I placed in a directn n gts 3 signal bars n it connctn mode is auto 

Upn connctn shows connctd in HSIA 

But speed z poor its just 20-30kbps max....

Anyway i cn gt the speed??


----------



## Dushie (Jul 7, 2013)

Try using thevsame latenight and check tye speeds.  Bsnl evdo speeds are deoendant on couple of factors, 1. Signal strength  2. No of users in your area 3. Distance from the tower 4. Modem you are 
Using and connection quality 

Usually speeds are low during the daytime,  but increase at night.


----------



## Coldbreeze16 (Jul 24, 2013)

Micromax EvDO modems are known for wrongly reporting HSIA when actually on 1X, Use the EvDO only rather than hybrid/auto mode. Also get an USB extender cable and move the modem around your house. In my house I get 12-15 kBps at one place and 40-60 kBps just 5 cm away rotated 30 degrees. EvDo is highly directional. You may want to know the location of your BTS tower as well to orient it that way.

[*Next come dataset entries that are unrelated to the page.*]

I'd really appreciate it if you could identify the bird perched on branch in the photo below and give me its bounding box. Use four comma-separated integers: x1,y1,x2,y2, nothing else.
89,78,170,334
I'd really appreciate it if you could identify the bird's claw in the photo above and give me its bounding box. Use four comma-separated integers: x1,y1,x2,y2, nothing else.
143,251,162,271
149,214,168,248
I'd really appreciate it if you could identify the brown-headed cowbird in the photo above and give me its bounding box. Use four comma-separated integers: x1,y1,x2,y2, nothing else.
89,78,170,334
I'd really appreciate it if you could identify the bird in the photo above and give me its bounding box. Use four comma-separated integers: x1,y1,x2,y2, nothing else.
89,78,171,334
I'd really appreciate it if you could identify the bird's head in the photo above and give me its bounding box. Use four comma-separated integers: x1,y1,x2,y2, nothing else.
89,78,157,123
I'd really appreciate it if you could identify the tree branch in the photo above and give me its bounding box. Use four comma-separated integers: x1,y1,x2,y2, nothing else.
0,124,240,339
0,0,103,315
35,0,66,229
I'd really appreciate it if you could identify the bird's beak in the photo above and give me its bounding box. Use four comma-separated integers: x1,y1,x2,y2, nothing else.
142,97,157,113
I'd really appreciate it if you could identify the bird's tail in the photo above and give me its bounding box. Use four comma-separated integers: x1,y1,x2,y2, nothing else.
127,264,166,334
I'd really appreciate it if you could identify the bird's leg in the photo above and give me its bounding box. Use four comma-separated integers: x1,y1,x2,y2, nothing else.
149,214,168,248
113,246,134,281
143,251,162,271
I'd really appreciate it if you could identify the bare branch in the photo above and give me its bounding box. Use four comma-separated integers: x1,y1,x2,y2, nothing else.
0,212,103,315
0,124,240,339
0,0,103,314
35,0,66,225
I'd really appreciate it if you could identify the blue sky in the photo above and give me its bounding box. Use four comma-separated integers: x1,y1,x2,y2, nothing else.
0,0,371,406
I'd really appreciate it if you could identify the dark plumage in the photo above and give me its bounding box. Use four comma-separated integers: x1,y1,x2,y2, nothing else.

I had some luck with a directional antenna I built with coaxial cable, cardboard and hangar wire. I could have tweked it better but since I'm selling my EvDO next month, didn't bother. Google for CDMA 800 MHz yagi homemade antenna


----------



## sahil1033 (Jun 17, 2014)

What Coldbreeze16 said is totally right. I too use MMX 300C and I've experimented too much on EVDO. My area is a bit far away from BSNL exchange. So, getting good speed is kind of nightmare. What I've noticed about EVDO is that it's highly unstable, means, you can't use it on laptop comfortably. If you put your hand in front of modem, speed drops. Seeing all this, I bought a USB extension cable and fixed the modem at a place where speed was maximum. Yes, EVDO is highly directional, you move it 1 cm and change the direction of modem and you might get triple fold increase in speed. This is the best way to use BSNL EVDO at it's maximum capacity.


----------